Use the question you are answering as your heading. Do not use dot points (except medication table and difference between T1DM and T2 DM) for your answers. Do not write in the first person. Appropriately referenced and labelled tables, diagrams or images may be used in the body of the paper but will not be counted towards word count.
You may produce a table (question 2.1 – medications) for your answers. Use APA 7th referencing throughout your assignment. References must be current, preferably from the past five years. You are required to cite no less than 15 references, and the majority of these should be current journal articles.

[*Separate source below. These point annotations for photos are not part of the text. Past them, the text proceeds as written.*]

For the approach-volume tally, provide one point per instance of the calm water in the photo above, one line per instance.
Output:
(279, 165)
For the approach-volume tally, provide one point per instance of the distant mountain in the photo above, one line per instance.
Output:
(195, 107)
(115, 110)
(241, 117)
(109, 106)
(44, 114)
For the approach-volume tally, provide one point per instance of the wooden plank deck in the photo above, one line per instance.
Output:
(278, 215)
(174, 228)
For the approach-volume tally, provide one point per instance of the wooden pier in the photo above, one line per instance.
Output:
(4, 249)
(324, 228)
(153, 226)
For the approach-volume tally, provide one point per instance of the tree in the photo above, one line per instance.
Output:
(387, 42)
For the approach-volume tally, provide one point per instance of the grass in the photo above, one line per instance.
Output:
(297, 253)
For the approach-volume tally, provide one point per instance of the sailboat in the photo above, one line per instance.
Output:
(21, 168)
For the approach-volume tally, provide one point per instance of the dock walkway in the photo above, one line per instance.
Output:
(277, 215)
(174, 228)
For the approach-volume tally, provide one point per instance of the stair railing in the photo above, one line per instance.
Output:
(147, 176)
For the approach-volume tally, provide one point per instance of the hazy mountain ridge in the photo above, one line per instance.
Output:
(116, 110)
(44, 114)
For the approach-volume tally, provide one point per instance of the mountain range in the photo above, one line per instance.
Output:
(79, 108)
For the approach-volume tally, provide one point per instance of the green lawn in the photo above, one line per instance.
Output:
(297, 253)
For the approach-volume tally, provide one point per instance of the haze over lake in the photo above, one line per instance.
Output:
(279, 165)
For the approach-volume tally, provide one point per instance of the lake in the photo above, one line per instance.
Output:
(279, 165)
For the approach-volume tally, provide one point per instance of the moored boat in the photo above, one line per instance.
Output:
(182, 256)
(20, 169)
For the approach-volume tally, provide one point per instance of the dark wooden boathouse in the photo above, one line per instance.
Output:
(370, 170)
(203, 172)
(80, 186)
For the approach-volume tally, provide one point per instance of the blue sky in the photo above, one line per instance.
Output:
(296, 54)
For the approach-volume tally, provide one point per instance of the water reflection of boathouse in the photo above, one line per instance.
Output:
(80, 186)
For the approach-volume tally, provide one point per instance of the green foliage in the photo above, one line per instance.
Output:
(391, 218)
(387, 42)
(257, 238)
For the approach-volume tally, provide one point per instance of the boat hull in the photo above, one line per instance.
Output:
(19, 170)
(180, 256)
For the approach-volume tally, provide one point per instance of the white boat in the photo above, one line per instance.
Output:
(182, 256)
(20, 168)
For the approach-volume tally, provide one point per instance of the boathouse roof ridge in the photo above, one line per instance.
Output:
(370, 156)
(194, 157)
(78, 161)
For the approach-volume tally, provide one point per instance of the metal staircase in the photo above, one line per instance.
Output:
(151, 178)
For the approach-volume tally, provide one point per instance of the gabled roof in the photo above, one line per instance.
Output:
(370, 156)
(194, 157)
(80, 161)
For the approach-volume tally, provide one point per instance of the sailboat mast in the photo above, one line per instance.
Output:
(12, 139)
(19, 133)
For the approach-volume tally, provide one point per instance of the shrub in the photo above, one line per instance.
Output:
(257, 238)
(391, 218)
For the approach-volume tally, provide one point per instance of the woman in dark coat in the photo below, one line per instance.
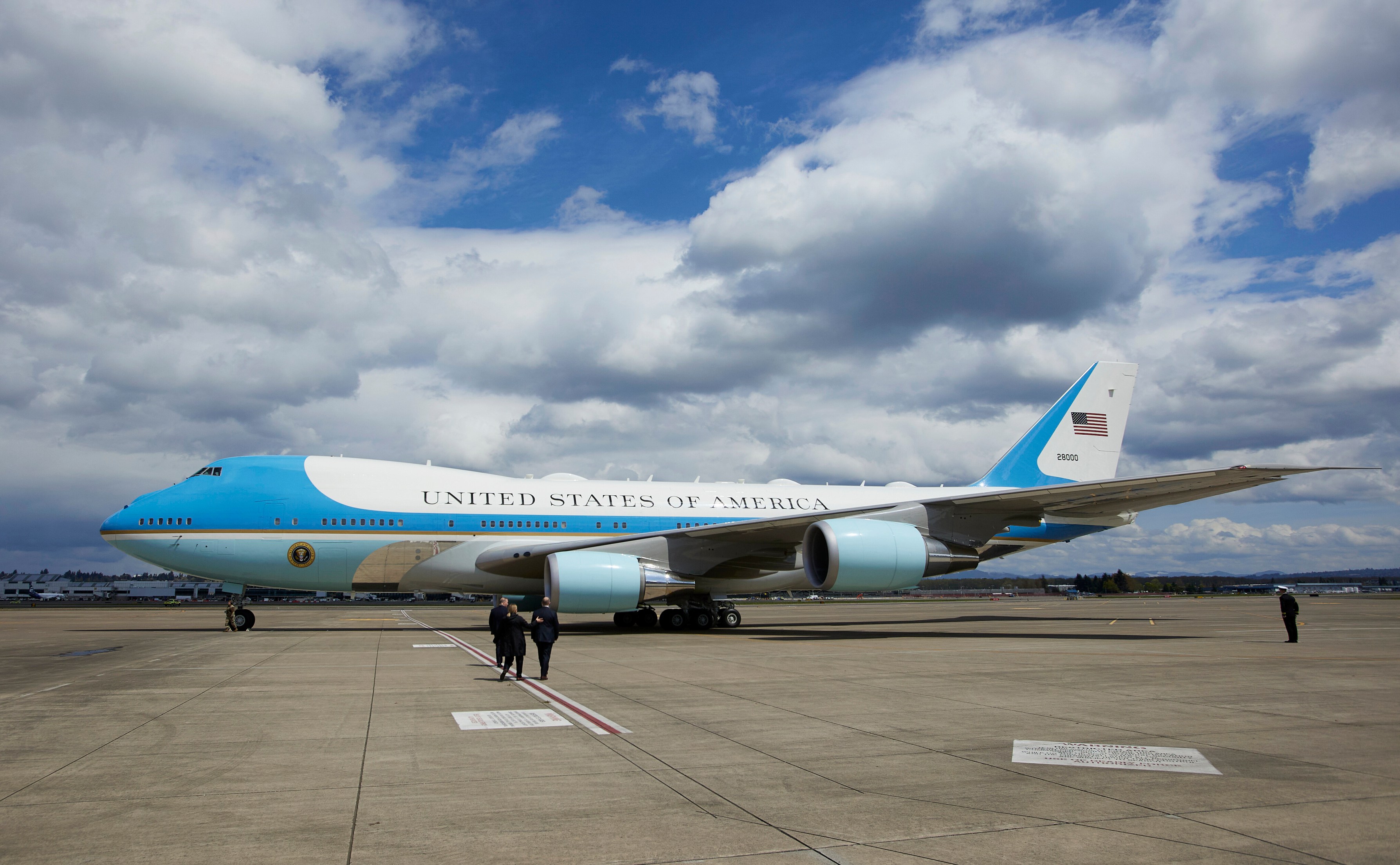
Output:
(512, 636)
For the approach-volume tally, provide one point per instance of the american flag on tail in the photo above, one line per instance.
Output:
(1090, 423)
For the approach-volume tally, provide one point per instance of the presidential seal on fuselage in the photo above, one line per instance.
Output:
(301, 555)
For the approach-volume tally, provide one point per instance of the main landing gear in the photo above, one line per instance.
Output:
(692, 614)
(244, 619)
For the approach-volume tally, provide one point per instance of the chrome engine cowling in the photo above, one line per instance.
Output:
(587, 581)
(877, 556)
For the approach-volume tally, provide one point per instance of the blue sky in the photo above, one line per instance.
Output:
(834, 243)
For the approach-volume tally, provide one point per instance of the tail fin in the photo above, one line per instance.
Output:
(1079, 439)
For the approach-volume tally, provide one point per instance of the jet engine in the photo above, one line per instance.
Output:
(586, 581)
(877, 556)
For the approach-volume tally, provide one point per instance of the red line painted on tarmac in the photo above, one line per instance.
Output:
(588, 717)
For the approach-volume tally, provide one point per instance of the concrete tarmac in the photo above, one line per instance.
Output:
(817, 733)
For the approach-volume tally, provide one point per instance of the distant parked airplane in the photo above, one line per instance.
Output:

We are looking at information informing current clinical practice, and your choice of references must reflect this. Consider the quality of the references you use. Wikipedia, Web MD, the Better Health Channel and blogging websites are not acceptable references.
Any non-reliable sources in your reference list will not count toward the number of required references, and this will result in a loss of marks. At this point in your BN you are expected to engage with best practice literature. References that are not
written in English are not acceptable to be used as references for this task.
Case scenario:
Sandra Bullock, 39 years of age is seeing a GP, where you work as practice nurse. Over the past 3
weeks, Sandra has noticed significant tiredness, palpitations, and tremor. She has also noted that
she is always feeling hot, ‘even when others are feeling cold’. She has lost 5 kg in weight over the
past 2 weeks without any effort or exercise. She has also noticed a swelling over the front of her
neck. On direct questioning, Sandra has noticed her eyelids are ‘a bit puffy’ and friends have
commented that she often looks like she is ‘staring’.
Sandra is a mother of 5 children and lives in suburban Melbourne. Sandra works as a Real-Estate
Manager. She has been married to Frank, who is an electrician, for 28 years.
Sandra has been suffering from type 2 Diabetes and rheumatoid arthritis for the past two years. She
takes metformin (APO-Metformin XR 1000 mg half a tablet daily) and glipizide (Minidiab 5 mg half a
tablet daily) to control her diabetes and Ibuprofen (APO-Ibuprofen 400 mg one table daily) for joint
pain. She does not get enough opportunity to exercise and depends on “takeaway” for her lunch and
eating snacks and ice cream. She states that she often forgets and does not take her medication
regularly. Sandra also smokes 5-6 cigarettes daily.
Her mother and older sister were both diagnosed with T2DM in their early 50’s. Her mother also has
Hashimoto thyroiditis.
Sandra is quite “stressed” about her ongoing conditions and the recent development of other
symptoms.
The examination findings of Sandra are as following –
• BMI: 29 m2/kg
• Blood Pressure: 140/90 mmHg
• Pulse rate: 105 beats/min, irregular
• Respiratory Rate: 22 breaths/minute
• Temperature: 37.7ºC tympanic
• SpO2: 97% on RA (Room Air)
• A smooth, mildly enlarged thyroid gland with a bruit (increased blood flow in the thyroid
gland), mild proptosis
• eyelid retraction bilaterally
• brisk reflexes, and a fine tremor.
Sandra’s blood tests reveal –
• Full blood examination (FBE): haemoglobin: 125 g/L (reference range: 120–150 g/L)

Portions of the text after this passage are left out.